La identidad proyecto, por otro lado, no necesariamente parte de una oposición, sino que, con base en los elementos culturales disponibles en un contexto determinado, los actores sociales “construyen una nueva identidad que redefine su posición en la sociedad y, al hacerlo, buscan la transformación de toda la estructura social” (Castells, 1997: 30). Aunque este autor presenta como ejemplo a las feministas, quienes plantean un nuevo modo de relación social alejado del patriarcado, se trata de una propuesta que en algunos puntos involucra también a muchos grupos de las comunidades LGBTQ+,17 asunto que ampliaremos en el cuarto capítulo.
Como hemos establecido hasta este punto, en buena medida la identidad es un asunto de distinción, de separar lo que se es de lo que no, tanto en el plano individual como en el colectivo. Esta es una de las discusiones centrales desde la teoría de los sistemas sociales que se ha planteado a partir de autores como Von Bertalanffy (1976), Luhmann (1984) y Maturana y Varela (1990), entre otros. En trabajos anteriores (Pérez, 2016), hemos sugerido que la identidad también puede ser entendida como una condición autorreferencial del sistema de conciencia reconociéndose a sí mismo en oposición a su entorno y, en particular, hacia otros sistemas de conciencia con los que se relaciona. Cuando hablábamos anteriormente de escenarios de interacción, nos referimos a acoplamientos estructurales posibilitados por el sistema comunicación.
Dado que la identidad puede referirse a un conjunto de estructuras interpretativas de carácter tanto interno (en su autorreferencialidad) como externo (al ajustarse en función del entorno), esta se manifiesta simultáneamente como estructura primaria (en tanto patrones longitudinalmente consistentes del yo) y como hiperestructura (en la interiorización de rasgos colectivos del entorno). Ambos casos son el resultado de todos aquellos acoplamientos estructurales que han tenido lugar en el pasado, por lo que dicha autorreferencialidad debe entenderse como una operación de preservación de la estructura misma ante la alteridad del entorno en el que se ubica el sistema, en sus planos individual y grupal. Tal entorno está dado por una complejidad similar: otros colectivos y otros sistemas de conciencia con los cuales ocurren también una infinidad de acoplamientos estructurales, que se ajustan de forma interna en operaciones autopoiéticas de morfogénesis para mantener su existencia.

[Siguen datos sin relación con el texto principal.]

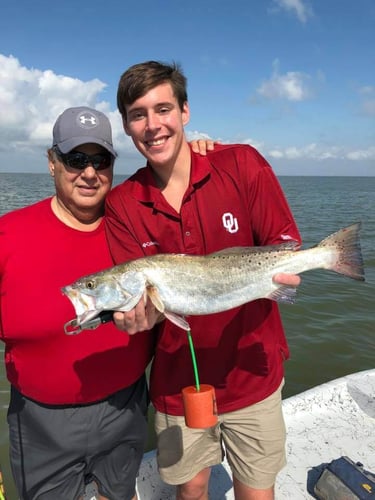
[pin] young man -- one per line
(78, 403)
(183, 203)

El alter es igualmente importante en los procesos de autorreferencialidad y sus estructuras internas de sentido se orientan igualmente hacia la distinción.
En síntesis, podemos decir que estos han sido algunos de los principios fundamentales en la concepción de la identidad:
1. Es una operación de distinción sustentada en la autorreflexión.
2. Está sujeta a un constante proceso de cambio.
3. Se construye a partir de la interacción comunicativa.
4. Tiene múltiples ámbitos de expresión y construcción.